BM: Yes, it's such a nice program. For the piano-centric concert, we'll feature one or two of the medalists from this year's Cliburn competition (the 16th annual Van Cliburn International Piano Competition, taking place in Fort Worth, Texas, this June). We know it will be a Mozart piano concerto of some kind, because one of the requirements for the Cliburn competition is to perform a Mozart concerto.
For the closing concert, there's this wonderful song cycle by British composer Gerald Finzi, based on songs from five different Shakespeare plays, called "Let us Garlands Bring," sung by my longtime associate and one of my very best friends, bass-baritone Timothy Jones. Before Jones sings, we'll play a five-part instrumental cycle, David Diamond's "Music for Shakespeare's Romeo and Juliet." It's a really nice kind of Shakespearean first half. The second half will be the Italian Symphony by Mendelssohn, a composer who like everyone else in the 19th Century was also a well-known Shakespeare lover. I think it'll be a nice way to end the season.
SW: I see the pops concert includes "symphonic jazz," which some people would describe as involving a lot of improvisation, while others might think of a more big-band sound. Which will it be?
BM: For the pops performance, the first half is all about film scores, which is a deep love of mine. The first piece is from the Bond franchise which turns 60 this year, a medley of themes from the film series. Next is the love theme from The Godfather movie, which turns 50 this year; then after we meander through some other things, we finish the first half with some John Williams works, closing with one from the movie "E.T." which celebrates its 40th anniversary this year. So, kind of a forward timeline of film scores.

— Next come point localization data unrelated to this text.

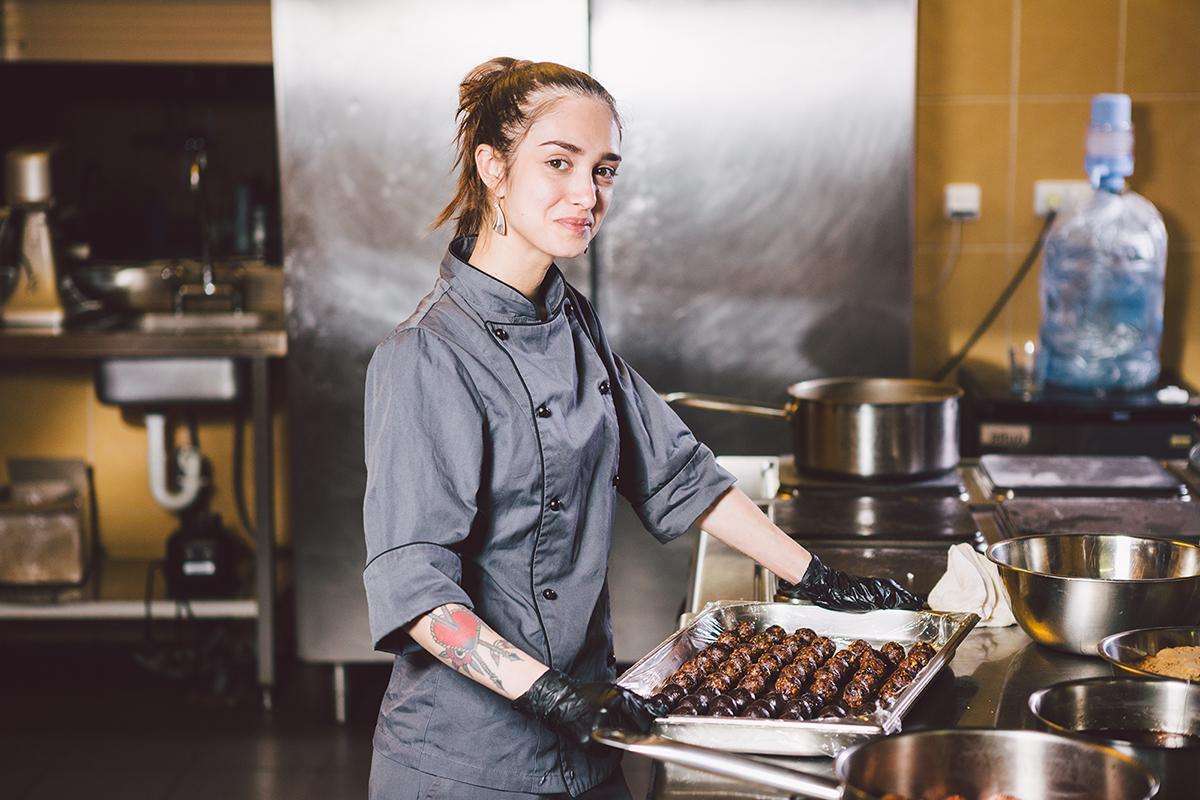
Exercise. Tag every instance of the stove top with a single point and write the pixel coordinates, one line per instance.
(811, 516)
(792, 481)
(1080, 476)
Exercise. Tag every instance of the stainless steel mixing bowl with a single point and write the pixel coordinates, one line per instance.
(1127, 650)
(1071, 590)
(1157, 722)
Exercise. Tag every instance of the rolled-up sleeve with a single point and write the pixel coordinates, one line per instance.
(425, 429)
(665, 473)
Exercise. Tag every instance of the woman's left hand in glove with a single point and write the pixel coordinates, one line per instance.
(843, 591)
(575, 709)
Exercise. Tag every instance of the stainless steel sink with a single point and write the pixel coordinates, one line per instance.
(197, 322)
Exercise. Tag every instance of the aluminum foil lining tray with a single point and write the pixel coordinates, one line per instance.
(797, 738)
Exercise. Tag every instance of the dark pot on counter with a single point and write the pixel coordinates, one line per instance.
(1157, 722)
(876, 428)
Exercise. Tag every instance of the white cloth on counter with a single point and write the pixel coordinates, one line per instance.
(972, 584)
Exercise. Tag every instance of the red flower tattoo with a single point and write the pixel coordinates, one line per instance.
(457, 631)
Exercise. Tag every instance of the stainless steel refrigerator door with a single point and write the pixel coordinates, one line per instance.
(366, 92)
(761, 230)
(762, 224)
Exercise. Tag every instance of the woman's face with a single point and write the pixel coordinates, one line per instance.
(561, 178)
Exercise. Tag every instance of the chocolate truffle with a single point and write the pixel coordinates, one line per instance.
(723, 707)
(741, 698)
(805, 635)
(757, 710)
(720, 681)
(893, 653)
(672, 693)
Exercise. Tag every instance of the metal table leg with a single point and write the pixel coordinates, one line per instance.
(264, 524)
(340, 693)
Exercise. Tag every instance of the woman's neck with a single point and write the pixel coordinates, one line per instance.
(513, 260)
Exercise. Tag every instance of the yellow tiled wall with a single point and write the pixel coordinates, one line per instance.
(1003, 90)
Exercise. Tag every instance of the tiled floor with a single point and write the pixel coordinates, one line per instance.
(85, 723)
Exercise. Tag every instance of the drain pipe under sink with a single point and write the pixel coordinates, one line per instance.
(190, 464)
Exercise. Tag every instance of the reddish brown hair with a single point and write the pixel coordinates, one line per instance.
(496, 108)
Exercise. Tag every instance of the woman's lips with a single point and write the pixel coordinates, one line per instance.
(577, 228)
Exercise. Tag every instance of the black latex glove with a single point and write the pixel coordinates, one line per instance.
(849, 593)
(574, 710)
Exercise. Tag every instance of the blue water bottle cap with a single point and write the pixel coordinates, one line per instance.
(1109, 157)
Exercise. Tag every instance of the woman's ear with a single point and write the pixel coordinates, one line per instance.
(491, 168)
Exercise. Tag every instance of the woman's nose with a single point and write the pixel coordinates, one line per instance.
(583, 193)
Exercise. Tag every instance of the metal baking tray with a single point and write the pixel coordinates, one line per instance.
(796, 738)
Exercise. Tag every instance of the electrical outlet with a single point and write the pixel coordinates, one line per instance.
(963, 200)
(1056, 196)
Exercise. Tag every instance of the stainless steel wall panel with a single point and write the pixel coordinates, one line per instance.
(366, 91)
(761, 230)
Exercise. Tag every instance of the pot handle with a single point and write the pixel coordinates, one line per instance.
(731, 404)
(717, 762)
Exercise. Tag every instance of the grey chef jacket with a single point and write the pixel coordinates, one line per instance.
(496, 441)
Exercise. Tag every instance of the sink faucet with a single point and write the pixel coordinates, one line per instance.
(198, 161)
(197, 184)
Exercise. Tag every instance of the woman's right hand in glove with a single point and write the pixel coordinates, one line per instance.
(840, 590)
(575, 709)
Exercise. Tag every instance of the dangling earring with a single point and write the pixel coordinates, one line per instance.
(498, 226)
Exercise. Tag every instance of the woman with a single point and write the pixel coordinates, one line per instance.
(499, 427)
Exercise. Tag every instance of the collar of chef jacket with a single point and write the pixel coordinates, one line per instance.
(496, 300)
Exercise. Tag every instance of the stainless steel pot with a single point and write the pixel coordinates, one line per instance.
(1139, 717)
(972, 762)
(875, 428)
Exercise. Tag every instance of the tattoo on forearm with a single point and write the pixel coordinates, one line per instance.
(457, 631)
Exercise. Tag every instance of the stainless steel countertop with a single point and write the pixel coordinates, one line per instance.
(37, 343)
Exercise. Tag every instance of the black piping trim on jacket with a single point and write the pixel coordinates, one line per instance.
(400, 547)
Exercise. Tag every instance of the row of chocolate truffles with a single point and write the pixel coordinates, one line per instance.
(772, 674)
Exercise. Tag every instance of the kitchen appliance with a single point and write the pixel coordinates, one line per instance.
(49, 539)
(1153, 422)
(1063, 476)
(1134, 494)
(1071, 590)
(797, 738)
(28, 244)
(1128, 649)
(879, 428)
(966, 762)
(1157, 722)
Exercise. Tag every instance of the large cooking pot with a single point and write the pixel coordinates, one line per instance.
(929, 765)
(875, 428)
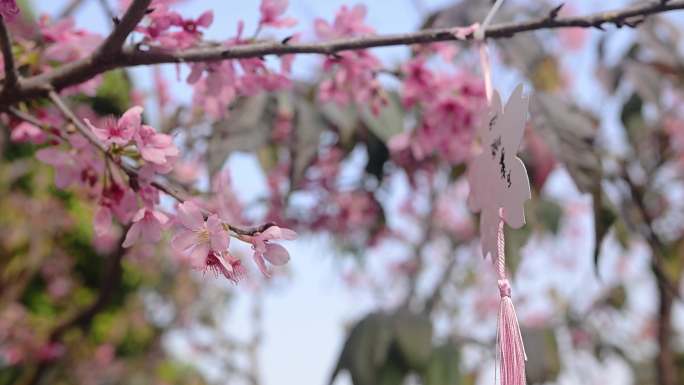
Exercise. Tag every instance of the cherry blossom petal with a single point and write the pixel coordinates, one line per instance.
(190, 216)
(183, 240)
(102, 221)
(276, 254)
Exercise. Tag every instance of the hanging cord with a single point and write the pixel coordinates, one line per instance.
(511, 348)
(479, 36)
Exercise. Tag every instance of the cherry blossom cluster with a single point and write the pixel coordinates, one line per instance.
(449, 106)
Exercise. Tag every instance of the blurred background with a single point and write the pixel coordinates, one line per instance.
(386, 284)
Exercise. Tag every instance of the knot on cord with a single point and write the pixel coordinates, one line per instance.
(504, 288)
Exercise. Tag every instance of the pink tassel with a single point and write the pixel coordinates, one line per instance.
(509, 338)
(511, 348)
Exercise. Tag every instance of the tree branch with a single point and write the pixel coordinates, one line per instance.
(666, 372)
(133, 173)
(82, 70)
(70, 8)
(11, 76)
(125, 26)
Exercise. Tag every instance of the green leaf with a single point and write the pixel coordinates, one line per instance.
(414, 338)
(378, 155)
(604, 218)
(389, 122)
(366, 349)
(443, 368)
(308, 131)
(113, 95)
(245, 129)
(570, 133)
(345, 120)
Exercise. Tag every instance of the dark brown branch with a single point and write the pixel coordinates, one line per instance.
(123, 28)
(82, 70)
(11, 76)
(70, 8)
(131, 172)
(667, 290)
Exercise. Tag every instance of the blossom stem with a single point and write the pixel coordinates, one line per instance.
(131, 172)
(115, 41)
(104, 60)
(11, 76)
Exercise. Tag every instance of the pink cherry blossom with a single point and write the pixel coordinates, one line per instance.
(155, 147)
(230, 266)
(196, 237)
(169, 29)
(353, 72)
(8, 9)
(274, 253)
(348, 23)
(66, 42)
(27, 132)
(118, 132)
(271, 12)
(147, 225)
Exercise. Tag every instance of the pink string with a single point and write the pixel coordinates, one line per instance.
(476, 29)
(509, 338)
(486, 70)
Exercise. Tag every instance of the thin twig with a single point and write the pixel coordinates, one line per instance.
(70, 8)
(133, 173)
(125, 26)
(82, 70)
(11, 76)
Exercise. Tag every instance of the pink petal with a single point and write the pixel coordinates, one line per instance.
(206, 19)
(190, 216)
(160, 217)
(153, 155)
(102, 221)
(151, 230)
(183, 240)
(131, 119)
(261, 264)
(139, 215)
(198, 255)
(132, 235)
(218, 236)
(276, 254)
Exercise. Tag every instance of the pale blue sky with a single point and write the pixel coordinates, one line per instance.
(305, 319)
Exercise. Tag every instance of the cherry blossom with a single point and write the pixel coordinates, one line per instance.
(118, 132)
(198, 238)
(155, 147)
(27, 132)
(8, 9)
(272, 12)
(274, 253)
(147, 225)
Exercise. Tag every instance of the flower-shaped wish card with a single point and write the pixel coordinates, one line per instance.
(499, 185)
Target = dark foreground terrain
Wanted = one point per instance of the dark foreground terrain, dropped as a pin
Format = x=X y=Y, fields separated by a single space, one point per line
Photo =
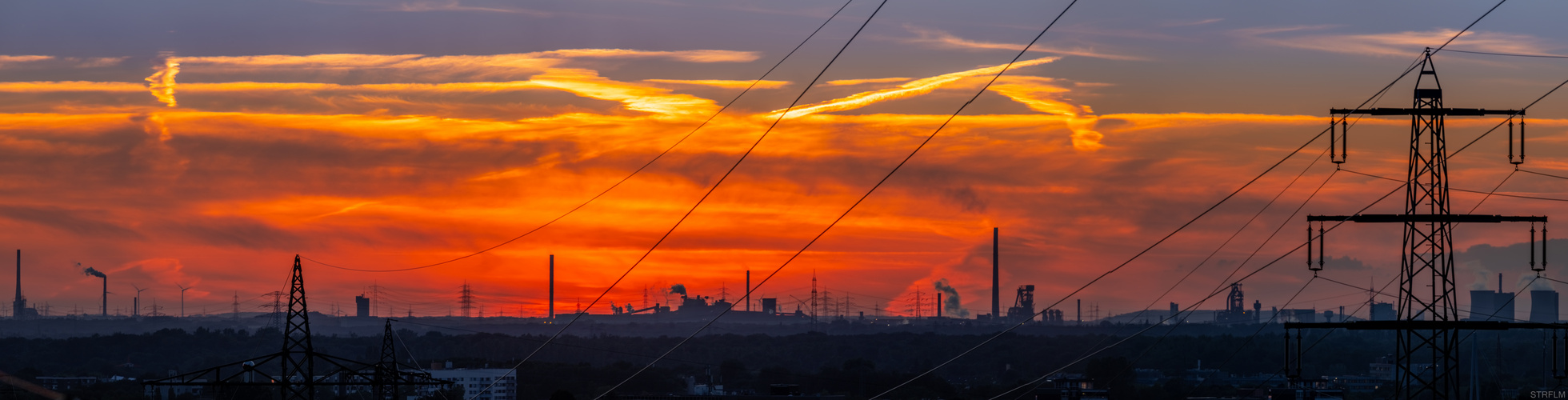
x=857 y=366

For the second half, when we're talking about symphonic jazz, yes, that can mean a lot of different things for different people. I was originally a jazz pianist – I paid for my undergraduate degree at Western Washington University playing in a jazz trio. I conceived of it here as dating back to the ragtime era, so we'll start with some Scott Joplin arrangements. Then when you think about jazzers who crossed over into the symphonic space, I always think of Duke Ellington, so there will be arrangements by Morton Gould of a couple of Ellington tunes. We'll close with selections from George Gershwin's "Porgy and Bess" score, featuring our bass-baritone Jones.
- Submitted photo
- Bass-baritone Timothy Jones.
SW: Will there be any pre-concert talks?
BM: I actually don't know the answer to that. There may or may not be a pre-concert talk, but there will certainly be a decent amount of talking from the podium. It's something I love doing. I like to inspire our audiences by showing them what lights me on fire about a piece. I think the days of walking onstage, conducting, taking and bow and walking off are gone. Audiences want to see the personalities behind the music.
SW: What would you say is your overall hope for this, your first season with the Sunriver festival?
BM: For the last few years, the festival has been very different, largely because of COVID, so the aim this summer is really to reconnect with our community. I hope we're going to have new folks with us who will become permanent fans. I also hope I can connect with the audience on a personal level. I don't walk in with a cape flowing behind me, turn my back to the audience and start in without a word. I'm more of a kind of real person. I don't stand on ceremony – I'm just Brett, and I hope that kind of relatability will help our audiences feel entirely welcome.